Anthropologist and ethnomusicologist Alex Perullo, a professor at Bryant University, spoke to students about the role of social media in shaping the parameters of political debate in contemporary Tanzania. His conversation drew on his own book, Live from Dar Es Salaam, as well as Steve Feierman’s Peasant Intellectuals. In the process, he laid out the basic actors and organizations that define contemporary Tanzanian politics, as well as the major issues that shape political debate in the country.

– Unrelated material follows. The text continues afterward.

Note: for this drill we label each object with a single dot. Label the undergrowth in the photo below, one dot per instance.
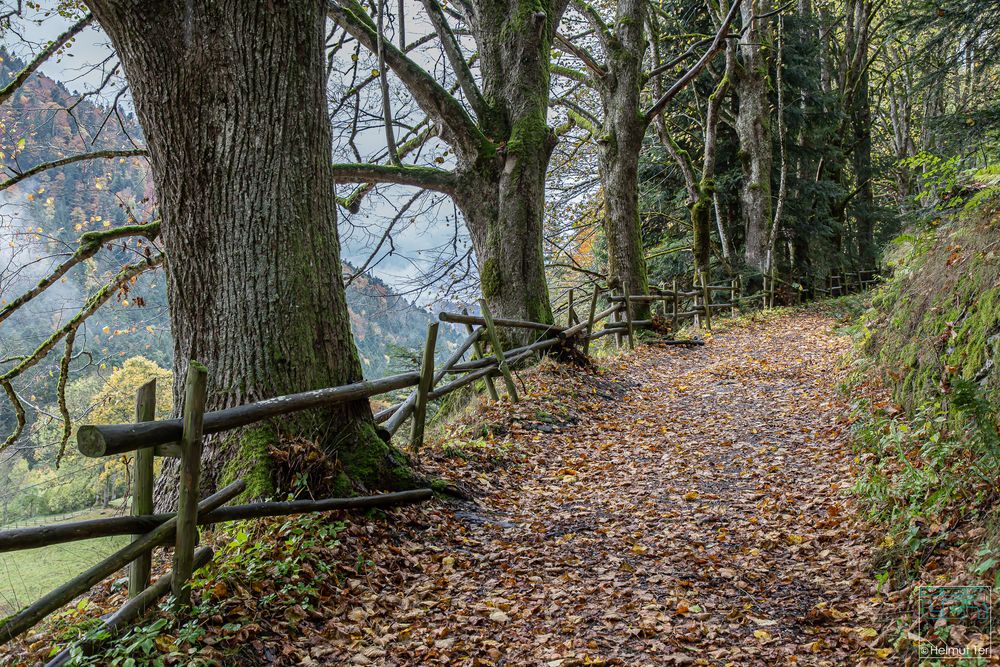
(926, 422)
(930, 477)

Historian Jamie Monson, who is the director of the African Studies Center at Michigan State University, talked with students about the way she came to the research subject of her most recent book, Africa’s Freedom Railway, and the way in which the research for that book generated new projects, including a documentary film. Through her own fieldwork experiences, Jamie illustrated the importance of intimate experiences in research and encouraged students to allow themselves to be immersed in the world around them. Personal connections, she argued, help make evidence meaningful and allows stories to be told and seen. Embracing context pushes us to pay attention to detail and seek to understand the reality in front of us rather than comparing those experiences with what we are familiar with in the US. In the case of Jamie’s research, technology stories were also social stories, local stories were also stories of global connection. In explaining the way that this manifested in her own work, Jamie encouraged us all to think about the ways in which seemingly small stories can index much bigger processes.

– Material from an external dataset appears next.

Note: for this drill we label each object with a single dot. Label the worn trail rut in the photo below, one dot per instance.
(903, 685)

Historian Laura Fair, a professor of African History at Michigan State University, visited our class to discuss her book, Pastimes and Politics. Laura’s work raised a number of provocative questions about the meaning and practice of politics in the island of Zanzibar and in Tanzania more broadly. She encouraged students to approach their research interests in a similar way that they would conduct research in a setting with which they were more familiar, like Detroit. Students identified a number of research strategies, which they hope to employ in the field in Dar Es Salaam. But we also discussed some of the difficulties and risks associated with those strategies and the kind of sensitivity necessary to conduct research, observe communities, or have conversations with unfamiliar populations. Laura also used this kind of comparative approach to get the students to think about the meaning of democracy, and the different meanings of “politics” in American and Tanzanian contexts. She highlighted that the Swahili word for democracy, demokrasia, is an English loan word–a foreign concept that does not resonate with local values. Instead, Laura suggested, politics had multiple meanings that often defy our expectations. In her experience on Zanzibar, for example, the kind of local “politics” that she was interested in differed significantly from the experiences and practices and history evoked by the literal Swahili translation of “politics”. She encouraged students to look at local categories and to investigate local meanings instead of assuming definitions. Doing research along these lines requires that you not assume that you know what is important. Research, rather, requires working with and listening to local people in order to ascertain what they think is important.
We are looking forward to putting these practices into action when we arrive in Tanzania next week. While 10 days may not be enough time to complete a research project, the experiences that students gain can help shape the research that they conduct in Detroit, and provide vital context that will inform their analysis and interpretation of evidence.
We’re very grateful that we could speak directly to such a distinguished group of scholars with such long and rich experiences in Tanzania. We look forward to debriefing with anthropologist Brad Weiss upon our return in early November, when he will help us process some of those experiences.